One thing that makes trading interesting is that no day is the same with one another. You will learn different things every day. You will also make different amount of money every day. Today, you might make a good profit and tomorrow make your biggest loss. The same happens even to the best investors. In the recession that happened in 2008, many famed investors such as Kenneth Griffin and Dan Loeb reported their biggest losses. Before that, they had a clean record of excellent performance. In your trading, there are days you will go without making a profit. How then are you supposed to deal with your drawdowns?
First, you need to understand that losses are part of the trading game. Remember that when you make money, it means that someone will have lost the money. A person’s loss is another person’s profit. Also, remember that you are trading with very intelligent people, some who have PhDs in finance and mathematics. This means that you will occasionally lose money. What you need to do is mitigate yourself from making huge losses. In every trade that you open, you need to have in mind the amount of money you expect to make or lose. Then, you should have in place the exact stop loss. A stop loss is a level where the trade will be stopped when you are making a loss.
Some traders believe that they can stop their trades when this point is reached. However, the fact is that some events can lead to aggressive movements in the market which can lead to more losses.
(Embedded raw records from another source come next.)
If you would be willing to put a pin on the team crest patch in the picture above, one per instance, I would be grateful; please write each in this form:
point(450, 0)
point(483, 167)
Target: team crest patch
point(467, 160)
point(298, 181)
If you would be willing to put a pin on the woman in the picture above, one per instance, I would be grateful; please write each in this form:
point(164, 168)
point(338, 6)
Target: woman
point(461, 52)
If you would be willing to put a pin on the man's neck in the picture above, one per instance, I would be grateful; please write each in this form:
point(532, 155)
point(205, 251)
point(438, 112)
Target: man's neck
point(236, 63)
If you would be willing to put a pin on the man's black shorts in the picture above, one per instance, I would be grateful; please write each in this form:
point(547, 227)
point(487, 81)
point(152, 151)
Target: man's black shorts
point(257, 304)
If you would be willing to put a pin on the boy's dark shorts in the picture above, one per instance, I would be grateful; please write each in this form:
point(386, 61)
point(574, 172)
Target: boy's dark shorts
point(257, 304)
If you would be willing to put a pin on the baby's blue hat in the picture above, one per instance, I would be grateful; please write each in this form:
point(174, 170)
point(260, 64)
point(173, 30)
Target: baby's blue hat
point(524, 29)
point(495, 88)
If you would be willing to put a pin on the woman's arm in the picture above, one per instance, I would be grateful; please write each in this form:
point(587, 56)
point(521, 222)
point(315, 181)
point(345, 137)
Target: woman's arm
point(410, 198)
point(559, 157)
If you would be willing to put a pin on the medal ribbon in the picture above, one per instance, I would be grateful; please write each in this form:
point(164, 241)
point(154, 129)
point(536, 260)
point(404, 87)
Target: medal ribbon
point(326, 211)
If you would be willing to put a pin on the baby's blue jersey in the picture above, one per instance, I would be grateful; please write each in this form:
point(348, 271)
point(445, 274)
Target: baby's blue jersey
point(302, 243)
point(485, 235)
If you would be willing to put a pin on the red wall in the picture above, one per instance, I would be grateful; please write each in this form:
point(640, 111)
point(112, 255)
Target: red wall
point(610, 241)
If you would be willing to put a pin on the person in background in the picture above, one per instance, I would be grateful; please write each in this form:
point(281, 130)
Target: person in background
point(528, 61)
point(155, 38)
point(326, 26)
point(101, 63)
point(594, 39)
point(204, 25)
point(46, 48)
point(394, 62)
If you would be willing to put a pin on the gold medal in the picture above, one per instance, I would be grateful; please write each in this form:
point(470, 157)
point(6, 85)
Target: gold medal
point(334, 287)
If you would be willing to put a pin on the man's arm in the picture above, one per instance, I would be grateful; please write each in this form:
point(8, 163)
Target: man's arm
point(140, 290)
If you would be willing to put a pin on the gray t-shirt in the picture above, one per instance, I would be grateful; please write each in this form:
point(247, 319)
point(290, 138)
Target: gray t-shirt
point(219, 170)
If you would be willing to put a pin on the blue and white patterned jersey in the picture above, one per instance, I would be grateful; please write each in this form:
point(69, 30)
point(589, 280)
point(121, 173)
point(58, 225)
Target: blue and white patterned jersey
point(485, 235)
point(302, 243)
For instance, when a company’s beloved CEO announces that he will resign, the stock will likely go down as investors digest the news.
Second, you need to take every loss in a positive manner. As a new trader, chances are that you will be disappointed with your loss. This is normal. However, as you become an advanced and disciplined trader, you will start taking your losses positively. This is because when you open your trade, you have already aligned yourself with the fact that you can lose the trade. To mitigate this, you only open a trade which you risk only a small percentage of your account. The ideal amount to risk should be below 5% for new traders.
Another way to deal with a big drawdown is to take time off from trading. As a trader, it’s always good to take some time off. You should not spend this time crying or in self-pity. A pity-party will not help your trading at all. You should spend this time looking at your trading diary and identifying the mistakes that you did. Alternatively, you can take a trip and focus on other things. Doing this will help you have a fresh mind when you start trading again. As you restart your trading, chances are that you will be a better trader because you will avoid repeating the same mistake. Remember, experience is your best teacher.
You can also deal with this problem by talking with someone who has gone through this. Having a mentor who has been there, done that will help you navigate the murky situation. If you have a successful mentor, chances are that they have been in your position before. They will give you a first-hand guide on how to move on.
One thing you should avoid is doing something irrational. You should not do something randomly with the aim of recovering your money back. This means you should not open a trade in the opposite direction. In many cases, when you do this, you will often lose your money. Therefore, do whatever you can to stay sober and make the right decision.